Jeffro's Space Gaming Blog

Microgames, Monster Games, and Role Playing Games

Category Archives: Movies

Hoth Ice Monsters Blitz Rebel Base!

Luke wasn’t the only one to get mugged.  It all started when a lone Ice Creature discovered what he thought was a Snack-Warmer.  It sure was hot inside the base, but the Taun Tauns were quite a delicacy:

 

He evidently went back to his buddies and let slip the news.  Soon, other Ice Creatures began to drop in:

 

When the Imperial fleet jumped in, a whole party of Monsters were trapped.  The Rebel leaders simply looked the other way when R2-D2 mercillessly taunted them:

 

These scenes were obviously cut from the film because they so clearly establish a moral equivalency between the Empire and the Rebellion.  It’s sad, really…. 

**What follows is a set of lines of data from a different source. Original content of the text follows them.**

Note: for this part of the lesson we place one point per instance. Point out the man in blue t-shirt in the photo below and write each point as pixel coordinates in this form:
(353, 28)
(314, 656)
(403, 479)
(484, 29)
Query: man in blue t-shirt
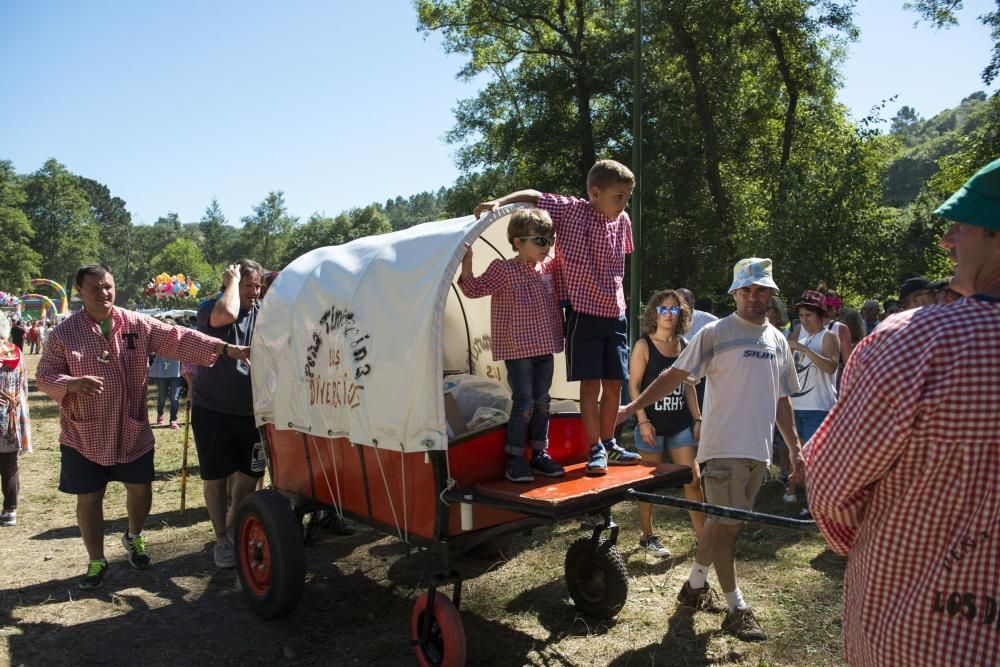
(228, 443)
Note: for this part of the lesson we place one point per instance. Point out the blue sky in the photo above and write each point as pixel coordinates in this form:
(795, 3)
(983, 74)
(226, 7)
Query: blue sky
(338, 104)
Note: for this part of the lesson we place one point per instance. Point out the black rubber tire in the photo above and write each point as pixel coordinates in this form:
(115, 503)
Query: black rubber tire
(446, 645)
(596, 577)
(270, 556)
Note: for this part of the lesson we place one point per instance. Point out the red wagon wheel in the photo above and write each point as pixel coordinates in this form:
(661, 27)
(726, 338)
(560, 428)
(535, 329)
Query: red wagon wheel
(270, 557)
(445, 644)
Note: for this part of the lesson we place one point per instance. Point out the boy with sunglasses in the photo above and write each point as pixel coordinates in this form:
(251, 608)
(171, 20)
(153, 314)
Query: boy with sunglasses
(595, 234)
(526, 330)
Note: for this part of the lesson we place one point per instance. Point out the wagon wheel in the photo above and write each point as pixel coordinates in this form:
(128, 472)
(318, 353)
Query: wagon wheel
(445, 644)
(596, 577)
(270, 557)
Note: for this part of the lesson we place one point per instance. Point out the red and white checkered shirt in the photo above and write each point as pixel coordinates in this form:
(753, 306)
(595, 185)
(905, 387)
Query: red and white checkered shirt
(524, 316)
(904, 478)
(112, 427)
(590, 255)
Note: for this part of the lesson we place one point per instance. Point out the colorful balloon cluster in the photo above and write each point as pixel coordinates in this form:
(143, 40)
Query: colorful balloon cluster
(166, 286)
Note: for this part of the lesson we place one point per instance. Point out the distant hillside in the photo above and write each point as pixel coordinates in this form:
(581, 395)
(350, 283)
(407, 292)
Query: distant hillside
(923, 142)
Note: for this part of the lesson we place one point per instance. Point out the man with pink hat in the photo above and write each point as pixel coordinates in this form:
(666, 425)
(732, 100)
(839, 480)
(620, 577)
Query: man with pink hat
(904, 475)
(750, 377)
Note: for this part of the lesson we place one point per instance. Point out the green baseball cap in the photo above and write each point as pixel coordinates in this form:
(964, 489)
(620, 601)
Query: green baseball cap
(978, 201)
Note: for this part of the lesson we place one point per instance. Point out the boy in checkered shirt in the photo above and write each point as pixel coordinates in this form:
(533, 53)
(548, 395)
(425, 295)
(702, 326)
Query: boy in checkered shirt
(595, 234)
(526, 330)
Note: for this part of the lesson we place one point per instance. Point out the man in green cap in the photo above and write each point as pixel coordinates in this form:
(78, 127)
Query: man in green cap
(904, 475)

Well… okay… maybe it had more to do with the fact that these scenes do absolutely nothing to propel Luke, Han, and Leia further into the action.  Even worse, the ice monster sequence that did make it into the film was probably the worst special effect in the entire series.  All you see is this big arm at first.  (Woah!)  Then when he’s coming to eat Luke in the cave, he looks like this stupid unmoving maniquin that’s just being rolled along the passageway.  Barf.

No, but Luke, Han, and Leia are really what its about.  But just sitting back and watching the films again, I have to say that the plot is really lacking something there.  You know… the films really need an epic prelude that undermines the centrality of those three… and that establishes R2-D2 and Chewbacca as being the chief spys and the key movers and shakers of the entire Rebel movement.

No… no….  Nevermind.  That’s a really dumb idea.  Forget I mentioned it.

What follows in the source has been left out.